From Rippl-Rónai To Vajda, National Gallery
- 30 Mar 2017 12:55 PM
In recent decades, the Hungarian National Gallery has directed its collecting policy towards obtaining important collections of drawings assembled between the two world wars – these include parts of the collections of Rudolf Bedő and Béla Radnai, and the entire collection of Sándor Frankl.
The acquisition of the Gombosi legacy is a major milestone in this process, and eighty pieces from his collection, which give a representative taste of Hungarian drawing in the first half of the twentieth century, will now be presented to the public at our exhibition, titled From Rippl-Rónai to Vajda.
György Gombosi (1904–1945) was one of twentieth-century Hungary’s most important art historians, who specialised mostly in the research of medieval and Renaissance Italian art. In 1934 he married the painter Judit Beck, daughter of the renowned sculptor Fülöp Ö. Beck.
Gombosi now began to take a keen interest in contemporary art, and routinely attended the rich and varied exhibitions held in Budapest’s art galleries.

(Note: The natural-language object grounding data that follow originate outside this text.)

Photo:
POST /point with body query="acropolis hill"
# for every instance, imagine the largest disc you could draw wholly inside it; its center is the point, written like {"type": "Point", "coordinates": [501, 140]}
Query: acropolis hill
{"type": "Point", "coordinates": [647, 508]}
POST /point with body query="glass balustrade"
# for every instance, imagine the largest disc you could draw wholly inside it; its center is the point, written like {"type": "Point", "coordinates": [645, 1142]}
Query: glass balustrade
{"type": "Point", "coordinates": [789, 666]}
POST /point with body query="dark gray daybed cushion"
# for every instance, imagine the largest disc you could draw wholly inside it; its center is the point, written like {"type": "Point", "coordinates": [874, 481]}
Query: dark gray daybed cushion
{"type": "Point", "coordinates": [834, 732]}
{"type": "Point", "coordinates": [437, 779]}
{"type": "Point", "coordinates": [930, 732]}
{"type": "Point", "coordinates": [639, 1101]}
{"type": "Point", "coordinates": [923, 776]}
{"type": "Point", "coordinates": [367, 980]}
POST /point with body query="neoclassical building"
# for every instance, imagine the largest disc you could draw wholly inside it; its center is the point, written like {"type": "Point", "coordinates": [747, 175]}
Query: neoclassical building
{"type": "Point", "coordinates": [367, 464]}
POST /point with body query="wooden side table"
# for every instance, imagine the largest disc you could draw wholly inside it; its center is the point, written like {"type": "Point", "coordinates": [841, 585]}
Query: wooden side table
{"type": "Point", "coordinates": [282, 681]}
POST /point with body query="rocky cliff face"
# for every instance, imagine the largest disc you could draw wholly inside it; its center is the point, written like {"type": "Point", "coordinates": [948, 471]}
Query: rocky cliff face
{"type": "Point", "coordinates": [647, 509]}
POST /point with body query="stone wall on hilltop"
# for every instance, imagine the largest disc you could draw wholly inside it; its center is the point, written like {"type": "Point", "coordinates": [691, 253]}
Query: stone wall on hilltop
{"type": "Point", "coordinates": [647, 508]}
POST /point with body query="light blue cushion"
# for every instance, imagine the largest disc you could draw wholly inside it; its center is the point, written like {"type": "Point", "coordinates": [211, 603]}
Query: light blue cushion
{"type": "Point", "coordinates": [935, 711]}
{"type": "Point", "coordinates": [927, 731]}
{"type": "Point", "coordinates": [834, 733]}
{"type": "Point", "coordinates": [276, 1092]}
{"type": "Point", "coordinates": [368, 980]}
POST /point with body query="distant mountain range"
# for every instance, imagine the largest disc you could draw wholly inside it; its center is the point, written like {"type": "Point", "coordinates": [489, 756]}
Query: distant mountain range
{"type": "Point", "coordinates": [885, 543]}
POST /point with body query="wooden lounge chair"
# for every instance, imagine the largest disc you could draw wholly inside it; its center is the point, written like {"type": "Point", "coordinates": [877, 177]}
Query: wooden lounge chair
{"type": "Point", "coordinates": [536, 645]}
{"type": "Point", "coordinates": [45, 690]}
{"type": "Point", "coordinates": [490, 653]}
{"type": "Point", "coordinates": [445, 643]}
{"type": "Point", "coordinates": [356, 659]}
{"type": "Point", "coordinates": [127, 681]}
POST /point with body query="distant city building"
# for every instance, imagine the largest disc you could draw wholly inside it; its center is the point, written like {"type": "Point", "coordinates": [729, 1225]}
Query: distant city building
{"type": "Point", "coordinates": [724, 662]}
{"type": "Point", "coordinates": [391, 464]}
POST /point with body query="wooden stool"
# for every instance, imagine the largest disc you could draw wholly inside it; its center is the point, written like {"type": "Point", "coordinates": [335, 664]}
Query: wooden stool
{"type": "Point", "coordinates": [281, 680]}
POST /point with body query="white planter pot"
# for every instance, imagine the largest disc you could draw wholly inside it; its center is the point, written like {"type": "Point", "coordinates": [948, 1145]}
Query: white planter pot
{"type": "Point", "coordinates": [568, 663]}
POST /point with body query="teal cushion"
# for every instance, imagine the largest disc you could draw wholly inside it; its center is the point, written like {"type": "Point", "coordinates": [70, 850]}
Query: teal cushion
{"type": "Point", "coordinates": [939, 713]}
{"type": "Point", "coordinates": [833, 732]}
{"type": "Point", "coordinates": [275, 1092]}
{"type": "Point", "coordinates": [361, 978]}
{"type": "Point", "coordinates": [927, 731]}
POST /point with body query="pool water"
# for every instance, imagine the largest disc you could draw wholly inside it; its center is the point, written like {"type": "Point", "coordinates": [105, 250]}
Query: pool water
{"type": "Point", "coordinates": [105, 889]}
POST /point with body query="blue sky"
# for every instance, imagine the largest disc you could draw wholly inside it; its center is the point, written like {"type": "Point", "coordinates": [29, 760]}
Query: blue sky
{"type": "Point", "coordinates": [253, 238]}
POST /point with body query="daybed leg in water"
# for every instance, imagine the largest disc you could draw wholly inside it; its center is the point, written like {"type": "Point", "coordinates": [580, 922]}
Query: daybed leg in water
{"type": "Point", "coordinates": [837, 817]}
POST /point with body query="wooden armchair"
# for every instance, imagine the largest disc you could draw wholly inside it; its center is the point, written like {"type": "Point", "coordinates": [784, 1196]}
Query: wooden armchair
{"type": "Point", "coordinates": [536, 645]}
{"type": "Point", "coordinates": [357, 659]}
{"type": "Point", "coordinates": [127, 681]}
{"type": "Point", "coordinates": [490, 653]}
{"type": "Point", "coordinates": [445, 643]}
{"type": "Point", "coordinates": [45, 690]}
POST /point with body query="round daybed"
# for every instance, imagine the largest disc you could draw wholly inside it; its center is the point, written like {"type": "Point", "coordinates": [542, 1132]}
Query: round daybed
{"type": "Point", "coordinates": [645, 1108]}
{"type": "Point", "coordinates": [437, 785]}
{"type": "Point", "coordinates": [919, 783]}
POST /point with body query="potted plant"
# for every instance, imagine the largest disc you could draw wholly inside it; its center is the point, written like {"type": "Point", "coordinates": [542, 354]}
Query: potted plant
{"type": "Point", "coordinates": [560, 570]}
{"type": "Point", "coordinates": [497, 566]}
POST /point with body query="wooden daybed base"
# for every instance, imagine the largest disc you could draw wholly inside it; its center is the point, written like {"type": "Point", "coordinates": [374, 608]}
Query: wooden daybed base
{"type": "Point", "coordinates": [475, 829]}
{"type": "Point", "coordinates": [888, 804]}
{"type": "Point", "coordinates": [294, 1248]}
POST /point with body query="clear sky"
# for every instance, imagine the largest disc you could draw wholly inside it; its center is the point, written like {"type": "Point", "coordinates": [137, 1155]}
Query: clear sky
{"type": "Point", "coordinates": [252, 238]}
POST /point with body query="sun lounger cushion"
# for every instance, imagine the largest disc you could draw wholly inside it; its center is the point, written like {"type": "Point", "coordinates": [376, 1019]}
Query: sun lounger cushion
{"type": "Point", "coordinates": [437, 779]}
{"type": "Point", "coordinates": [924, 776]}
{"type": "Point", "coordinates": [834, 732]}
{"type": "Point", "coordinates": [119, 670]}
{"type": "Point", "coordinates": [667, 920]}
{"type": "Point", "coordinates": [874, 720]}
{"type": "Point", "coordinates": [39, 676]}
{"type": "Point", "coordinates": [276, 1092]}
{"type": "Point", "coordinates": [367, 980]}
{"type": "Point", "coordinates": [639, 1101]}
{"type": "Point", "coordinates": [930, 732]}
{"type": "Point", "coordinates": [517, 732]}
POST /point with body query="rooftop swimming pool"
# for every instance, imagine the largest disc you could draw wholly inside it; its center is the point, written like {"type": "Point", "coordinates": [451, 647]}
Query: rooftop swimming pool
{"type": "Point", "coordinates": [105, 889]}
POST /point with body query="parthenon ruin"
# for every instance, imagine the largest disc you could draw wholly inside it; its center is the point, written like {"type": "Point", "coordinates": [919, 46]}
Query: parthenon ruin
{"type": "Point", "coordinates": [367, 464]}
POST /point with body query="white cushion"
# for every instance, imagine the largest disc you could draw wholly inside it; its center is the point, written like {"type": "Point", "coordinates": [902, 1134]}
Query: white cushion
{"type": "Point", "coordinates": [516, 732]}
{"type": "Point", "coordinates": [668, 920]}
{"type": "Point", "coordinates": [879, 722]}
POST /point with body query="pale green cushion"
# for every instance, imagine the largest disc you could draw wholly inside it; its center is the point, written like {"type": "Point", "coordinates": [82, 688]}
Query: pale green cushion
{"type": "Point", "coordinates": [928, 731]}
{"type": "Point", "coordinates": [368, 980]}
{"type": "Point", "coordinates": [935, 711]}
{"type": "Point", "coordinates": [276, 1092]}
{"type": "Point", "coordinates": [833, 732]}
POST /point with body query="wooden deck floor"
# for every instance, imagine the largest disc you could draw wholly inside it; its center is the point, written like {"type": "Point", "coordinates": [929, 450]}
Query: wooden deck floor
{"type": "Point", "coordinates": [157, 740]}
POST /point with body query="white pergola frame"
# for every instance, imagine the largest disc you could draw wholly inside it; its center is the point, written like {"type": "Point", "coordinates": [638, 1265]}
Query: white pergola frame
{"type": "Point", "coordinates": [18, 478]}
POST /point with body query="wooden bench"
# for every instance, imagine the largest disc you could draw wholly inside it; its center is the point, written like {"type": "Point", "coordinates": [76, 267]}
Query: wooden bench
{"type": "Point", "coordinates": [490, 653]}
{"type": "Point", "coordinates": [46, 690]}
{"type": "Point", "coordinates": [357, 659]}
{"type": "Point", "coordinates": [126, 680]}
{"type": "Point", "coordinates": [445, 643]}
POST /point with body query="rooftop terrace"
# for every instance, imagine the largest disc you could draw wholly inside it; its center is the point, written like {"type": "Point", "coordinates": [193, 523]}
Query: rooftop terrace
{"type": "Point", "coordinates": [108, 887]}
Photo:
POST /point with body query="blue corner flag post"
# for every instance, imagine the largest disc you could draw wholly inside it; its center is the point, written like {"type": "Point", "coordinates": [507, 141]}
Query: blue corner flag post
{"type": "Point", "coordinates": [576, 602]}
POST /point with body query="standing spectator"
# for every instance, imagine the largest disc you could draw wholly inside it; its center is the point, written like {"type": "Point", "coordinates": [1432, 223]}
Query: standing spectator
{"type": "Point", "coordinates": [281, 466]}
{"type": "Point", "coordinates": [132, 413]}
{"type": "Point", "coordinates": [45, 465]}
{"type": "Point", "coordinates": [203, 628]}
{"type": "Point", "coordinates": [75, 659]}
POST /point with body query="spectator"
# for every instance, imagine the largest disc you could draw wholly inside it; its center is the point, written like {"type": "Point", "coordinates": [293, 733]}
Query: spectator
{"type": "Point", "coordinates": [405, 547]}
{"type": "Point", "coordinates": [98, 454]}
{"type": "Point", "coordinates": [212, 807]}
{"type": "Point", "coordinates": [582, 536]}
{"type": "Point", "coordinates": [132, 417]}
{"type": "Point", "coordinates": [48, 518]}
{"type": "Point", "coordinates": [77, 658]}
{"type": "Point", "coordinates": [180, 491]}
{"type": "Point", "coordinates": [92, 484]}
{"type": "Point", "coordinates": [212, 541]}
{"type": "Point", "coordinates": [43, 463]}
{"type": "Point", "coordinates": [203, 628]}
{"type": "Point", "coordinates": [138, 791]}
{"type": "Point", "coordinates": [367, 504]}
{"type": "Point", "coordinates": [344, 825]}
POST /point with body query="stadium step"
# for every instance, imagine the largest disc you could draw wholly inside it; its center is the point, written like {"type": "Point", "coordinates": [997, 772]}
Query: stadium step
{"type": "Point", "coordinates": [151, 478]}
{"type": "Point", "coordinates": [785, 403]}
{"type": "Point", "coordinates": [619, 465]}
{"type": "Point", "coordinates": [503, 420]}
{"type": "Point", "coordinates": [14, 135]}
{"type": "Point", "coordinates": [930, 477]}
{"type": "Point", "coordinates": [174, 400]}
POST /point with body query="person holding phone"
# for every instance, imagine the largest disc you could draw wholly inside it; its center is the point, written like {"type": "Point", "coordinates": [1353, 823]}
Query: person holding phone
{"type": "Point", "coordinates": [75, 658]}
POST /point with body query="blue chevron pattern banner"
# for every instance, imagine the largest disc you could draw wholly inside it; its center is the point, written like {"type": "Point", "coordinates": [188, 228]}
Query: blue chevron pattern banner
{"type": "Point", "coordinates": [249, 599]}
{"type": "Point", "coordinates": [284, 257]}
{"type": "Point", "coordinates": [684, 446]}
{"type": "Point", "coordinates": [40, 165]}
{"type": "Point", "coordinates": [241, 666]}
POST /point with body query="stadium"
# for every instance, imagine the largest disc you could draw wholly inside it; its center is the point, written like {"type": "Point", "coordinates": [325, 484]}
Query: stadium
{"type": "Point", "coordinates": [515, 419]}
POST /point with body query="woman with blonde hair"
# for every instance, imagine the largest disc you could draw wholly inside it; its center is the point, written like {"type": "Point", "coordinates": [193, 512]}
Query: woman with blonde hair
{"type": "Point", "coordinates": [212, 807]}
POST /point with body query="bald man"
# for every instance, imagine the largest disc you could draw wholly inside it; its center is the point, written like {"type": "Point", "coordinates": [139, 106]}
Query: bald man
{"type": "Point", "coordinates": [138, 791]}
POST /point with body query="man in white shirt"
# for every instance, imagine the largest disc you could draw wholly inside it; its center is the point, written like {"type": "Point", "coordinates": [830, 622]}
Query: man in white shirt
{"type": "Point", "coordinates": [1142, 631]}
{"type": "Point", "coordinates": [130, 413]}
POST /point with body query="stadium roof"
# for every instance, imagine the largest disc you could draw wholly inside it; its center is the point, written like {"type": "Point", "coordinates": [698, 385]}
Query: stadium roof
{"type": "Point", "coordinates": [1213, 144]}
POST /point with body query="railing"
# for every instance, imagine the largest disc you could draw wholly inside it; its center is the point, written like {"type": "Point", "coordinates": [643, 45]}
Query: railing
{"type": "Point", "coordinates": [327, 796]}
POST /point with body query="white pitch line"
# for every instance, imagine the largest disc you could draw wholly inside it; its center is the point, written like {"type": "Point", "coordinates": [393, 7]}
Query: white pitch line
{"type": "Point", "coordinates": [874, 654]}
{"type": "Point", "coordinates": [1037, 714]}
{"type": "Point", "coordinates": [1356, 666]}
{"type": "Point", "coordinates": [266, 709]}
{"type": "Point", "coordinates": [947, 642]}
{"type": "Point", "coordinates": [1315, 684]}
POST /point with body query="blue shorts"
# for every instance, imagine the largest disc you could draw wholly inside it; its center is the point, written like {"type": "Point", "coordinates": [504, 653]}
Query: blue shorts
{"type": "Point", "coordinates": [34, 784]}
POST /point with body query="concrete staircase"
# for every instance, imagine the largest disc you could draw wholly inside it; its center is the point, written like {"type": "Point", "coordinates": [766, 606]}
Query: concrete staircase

He frequently paid personal visits to the artists who were among his close circle of friends, and while they were talking they would show him their latest drafts and sketches, sometimes even specially made prints.
Gombosi regularly bought such works in order to help out artists (or their heirs) who were living in hardship. At other times, the artists presented their works to him as gifts, occasionally even dedicating them personally to him.
Gombosi was a methodical collector. Almost every notable Hungarian artist from the turn of the century until the beginning of World War II is represented in his collection, and there is a great variety of genres and techniques among the drawings.
Besides the specially made works, there is a predominance of studies, drafts and sketches, as well as preliminary drawings for larger compositions. In terms of subject matter, studies of nudes and other human figures constitute the majority, portraits and self-portraits are less numerous, while mixed compositions and landscape studies are relatively rare.
Prominent among the painters and printmakers whose works feature in his collection are Róbert Berény, Gyula Derkovits, István Dési Huber, Gyula Hincz, Károly Kernstok, János Kmetty, Vilmos Perlrott-Csaba, József Rippl-Rónai and Béla Uitz.
A separate and particularly interesting group consists of sculpture drawings, selected partly from works by members of the Beck family, and supplemented with others by Dezső Bokros Birman, Béni Ferenczy, Ferenc Medgyessy and Márk Vedres, and – among the younger generation – Géza Csorba, István Gádor, László Mészáros, Erzsébet Schaár and Tibor Vilt.
In addition to striving for as complete a historical overview as possible, Gombosi was also at pains for his collection to exemplify how rich and varied the art of drawing can be. Instances of almost all the common drawn media can be found: pencil and penwork, charcoal and chalk, India ink and walnut stain brushwork, and even a few with watercolour highlights.
György Gombosi also picked out certain works from his collection for publication, and these drawings, together with other items from similar important collections, were published in a volume in 1945, entitled (in Hungarian) New Hungarian Drawing: From Rippl-Rónai to the Eight.
Venue: Hungarian National Gallery
Buda Palace Building A-B-C-D
Address: 1014 Budapest, Szent György tér 2.